Company names and domain names are not necessarily trademarks, though they can be.
Just because a trademark is not registered doesn't mean it's up for grabs. Trademark rights arise from the mark being used in commerce, registration just gives some additional protections.
Buying and creating domains doesn't give you any rights as to similar domains. Domains are just names, they have no inherent rights. Indeed, if you have been found to have obtained a domain in bad faith (to interfere with a company with that name or trademark), you an indeed be found to be cybersquatting and have the name taken from YOU in a UDRP proceeding.
Now rather than me writing an entire treatise on trademarks and domain names, why don't you give us some actual details so we can determine if their are trademarks in existance, whether there is likely infringement between those marks, and what the domain possibilities are.

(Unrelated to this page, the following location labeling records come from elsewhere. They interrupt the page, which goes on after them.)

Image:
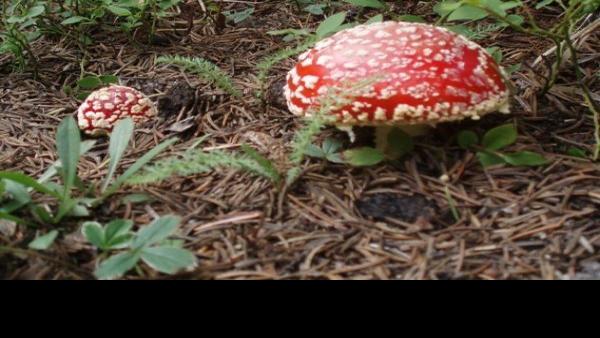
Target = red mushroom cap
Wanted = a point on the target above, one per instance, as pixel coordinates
(424, 74)
(100, 111)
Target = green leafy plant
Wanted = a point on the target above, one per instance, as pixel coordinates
(84, 86)
(25, 21)
(16, 187)
(150, 245)
(488, 152)
(560, 34)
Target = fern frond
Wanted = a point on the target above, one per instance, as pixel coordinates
(198, 161)
(265, 65)
(205, 69)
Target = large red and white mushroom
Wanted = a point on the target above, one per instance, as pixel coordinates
(100, 111)
(422, 74)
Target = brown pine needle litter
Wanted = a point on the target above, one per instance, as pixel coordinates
(336, 222)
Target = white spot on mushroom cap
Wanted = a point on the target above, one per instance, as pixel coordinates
(412, 52)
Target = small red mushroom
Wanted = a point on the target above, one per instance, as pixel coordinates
(100, 111)
(424, 75)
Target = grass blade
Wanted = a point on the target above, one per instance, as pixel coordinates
(142, 161)
(119, 140)
(68, 142)
(28, 182)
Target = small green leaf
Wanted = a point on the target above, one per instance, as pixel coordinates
(467, 139)
(525, 158)
(240, 16)
(364, 156)
(496, 53)
(264, 162)
(79, 210)
(330, 25)
(543, 3)
(331, 145)
(316, 9)
(94, 233)
(488, 160)
(119, 11)
(109, 79)
(367, 3)
(136, 198)
(576, 152)
(375, 19)
(73, 20)
(314, 151)
(28, 182)
(156, 231)
(500, 137)
(117, 265)
(467, 12)
(139, 164)
(444, 8)
(41, 214)
(411, 18)
(167, 259)
(43, 242)
(89, 82)
(118, 233)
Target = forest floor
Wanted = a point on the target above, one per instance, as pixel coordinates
(336, 222)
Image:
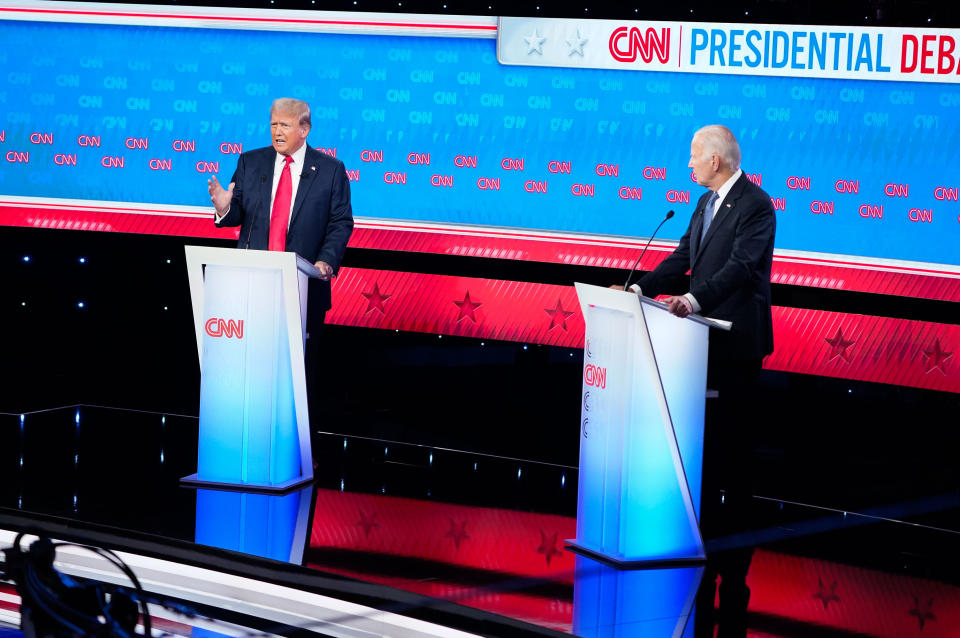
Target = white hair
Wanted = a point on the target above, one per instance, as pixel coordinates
(720, 140)
(293, 106)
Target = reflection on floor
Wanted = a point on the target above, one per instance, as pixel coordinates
(487, 533)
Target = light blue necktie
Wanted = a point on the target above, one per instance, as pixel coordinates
(708, 214)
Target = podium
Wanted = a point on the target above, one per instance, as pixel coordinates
(249, 308)
(641, 430)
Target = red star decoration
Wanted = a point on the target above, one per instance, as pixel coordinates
(457, 532)
(375, 299)
(467, 308)
(937, 357)
(558, 316)
(548, 546)
(838, 346)
(827, 597)
(367, 523)
(923, 615)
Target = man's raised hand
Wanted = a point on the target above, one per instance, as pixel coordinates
(219, 196)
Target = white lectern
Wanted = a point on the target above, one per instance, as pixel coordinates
(641, 435)
(249, 307)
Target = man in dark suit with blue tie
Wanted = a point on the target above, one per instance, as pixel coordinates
(288, 196)
(728, 250)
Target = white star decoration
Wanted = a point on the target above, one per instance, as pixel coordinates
(576, 44)
(535, 42)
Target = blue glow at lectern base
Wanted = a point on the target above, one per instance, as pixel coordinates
(652, 603)
(641, 438)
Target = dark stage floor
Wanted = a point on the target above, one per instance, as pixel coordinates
(484, 532)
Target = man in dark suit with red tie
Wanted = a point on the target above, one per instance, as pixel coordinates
(291, 197)
(728, 250)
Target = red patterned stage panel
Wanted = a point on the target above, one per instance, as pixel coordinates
(853, 600)
(455, 534)
(513, 543)
(462, 306)
(861, 347)
(866, 348)
(928, 281)
(800, 269)
(116, 217)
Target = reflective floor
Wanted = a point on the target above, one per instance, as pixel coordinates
(487, 533)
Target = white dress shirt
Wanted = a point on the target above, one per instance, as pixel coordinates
(296, 169)
(722, 193)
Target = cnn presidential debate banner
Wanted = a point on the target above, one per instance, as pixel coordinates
(554, 140)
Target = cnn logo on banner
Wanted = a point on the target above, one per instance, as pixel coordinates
(626, 43)
(228, 328)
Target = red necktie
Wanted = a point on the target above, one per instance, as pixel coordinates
(280, 216)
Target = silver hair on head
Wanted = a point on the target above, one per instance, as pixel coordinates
(292, 105)
(720, 140)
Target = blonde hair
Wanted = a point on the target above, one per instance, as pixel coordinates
(292, 105)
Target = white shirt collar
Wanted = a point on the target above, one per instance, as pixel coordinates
(298, 158)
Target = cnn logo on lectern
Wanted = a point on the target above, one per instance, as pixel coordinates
(228, 328)
(595, 376)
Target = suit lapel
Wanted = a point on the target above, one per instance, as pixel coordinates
(697, 228)
(307, 177)
(266, 183)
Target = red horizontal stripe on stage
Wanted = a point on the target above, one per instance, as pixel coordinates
(454, 534)
(848, 346)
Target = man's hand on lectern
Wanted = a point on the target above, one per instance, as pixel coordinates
(220, 197)
(679, 306)
(326, 270)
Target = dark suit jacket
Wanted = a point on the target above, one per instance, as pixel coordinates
(729, 273)
(321, 221)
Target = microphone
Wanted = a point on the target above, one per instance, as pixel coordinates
(637, 263)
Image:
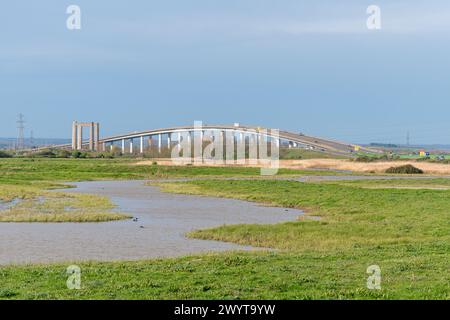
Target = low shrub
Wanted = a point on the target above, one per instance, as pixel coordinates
(406, 169)
(4, 154)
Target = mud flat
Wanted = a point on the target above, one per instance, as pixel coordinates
(158, 230)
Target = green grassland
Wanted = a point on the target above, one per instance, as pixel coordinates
(404, 231)
(29, 179)
(425, 183)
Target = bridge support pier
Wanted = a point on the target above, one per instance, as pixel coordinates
(159, 142)
(77, 135)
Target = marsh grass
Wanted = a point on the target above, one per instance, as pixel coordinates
(36, 205)
(405, 232)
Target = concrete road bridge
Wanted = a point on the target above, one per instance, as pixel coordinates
(138, 142)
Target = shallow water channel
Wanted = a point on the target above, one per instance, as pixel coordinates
(163, 219)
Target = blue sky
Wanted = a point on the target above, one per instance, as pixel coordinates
(309, 66)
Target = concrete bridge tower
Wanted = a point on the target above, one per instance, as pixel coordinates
(94, 135)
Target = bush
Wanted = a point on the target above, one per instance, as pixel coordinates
(406, 169)
(63, 154)
(76, 154)
(44, 154)
(4, 154)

For example, I have a company called Sensor Systems. I've owned the domain sensor.com since 1993. There are no fewer than four other companies called Sensor Systems out there with various perturbations on the domain name. We assert Sensor Systems as an (unregistered mark) though we've owned other registered marks for some of our key products. We've not had any infringement issues. Occassionally, I'll get a misdirected communication looking for one of the others and I just forward that along (or return it to the sender with the correct address). Our markets are very, very, fringely related (we do geospatial software and they make GPS antennas). We had a small lawyer-letter-writing discussion on one of our other trademarks but we settled with the fact that the products were really in different markets and we agreed to cross-recommend each other's product if we encountered one looking for the other (One was an satellite image analysis package called Xcalibur and the other a document imaging system called Excalibur).